MCQ exam: clinical scenario

A 28-year-old woman sought medical attention for amenorrhea of two years' duration. Normal menarche had occurred at age 13, followed by regular menstrual cycles. At age 25, she had noticed a diminution in the frequency of menses, and at age 26, menses had ceased. Around that time she also had noticed a milky discharge from both breasts. A visual field test reveals bitemporal hemianopsia. Family history is unremarkable.

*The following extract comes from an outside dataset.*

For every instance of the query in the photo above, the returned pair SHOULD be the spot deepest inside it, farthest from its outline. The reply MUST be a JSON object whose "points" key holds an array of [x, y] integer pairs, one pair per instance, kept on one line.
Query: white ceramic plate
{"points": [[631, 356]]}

The investigation of choice at this stage would be:

a) Skull x-ray
b) Non-contrast CT scan brain
c) Contrast CT scan brain
d) Contrast enhanced MRI of the optic nerves
e) MRI pituitary gland
f) Four vessel cerebral angiogram
g) MRI cerebral angiography

MCQ questions & answers on medicalnotes.info

MCQ exam: answer

The correct answer is E.

MCQ exam: explanation

The most important positive finding in the history is the development of milky discharge from the breasts, concurrent with secondary amenorrhea. On the basis of the history, one can make a presumptive diagnosis of amenorrhea and galactorrhea from hyperprolactinemia. Causes of hyperprolactinemia that must be considered include a prolactin-secreting pituitary tumor (although the negative family history reduces the likelihood of MEN type I); a functional disorder in the hypothalamus that has blocked the release of dopamine, which inhibits the pituitary's production of prolactin; and rare disorders such as ectopic production of prolactin by a tumor (e.g., lung or kidney carcinoma). Primary hypothyroidism is another consideration, since it is also a cause of hyperprolactinemia.

Skull films and CT-scans have been replaced by MRI for imaging of the pituitary fossa and sella turcica. These may still be used in centers without an MRI.

The results of the eye examination in this patient are very important because a pituitary macroadenoma--that is, an adenoma larger than 1 cm--that extends above the level of the sella turcica may impinge on the optic chiasm and cause a bitemporal hemianopsia or impinge on the optic nerves and cause blind spots. Upward enlargement can involve hypothalamic tissue and the brain stem, as well as the optic chiasm. The classic finding of chiasmatic involvement is bitemporal hemianopsia. An additional finding of a junctional scotoma (a central scotoma in one eye with reduced visual acuity and an upper temporal field defect in the opposite eye) combines with bitemporal hemianopsia to account for up to 96% of all visual defects.

Hypothalamic damage can result in hypotension, disturbed thermoregulation, and cardiac dysrhythmias. Brain stem compression causing altered levels of consciousness and changes in muscle tone, respiratory and pupillary reactions, and unusual signs such as hiccoughs and retraction nystagmus.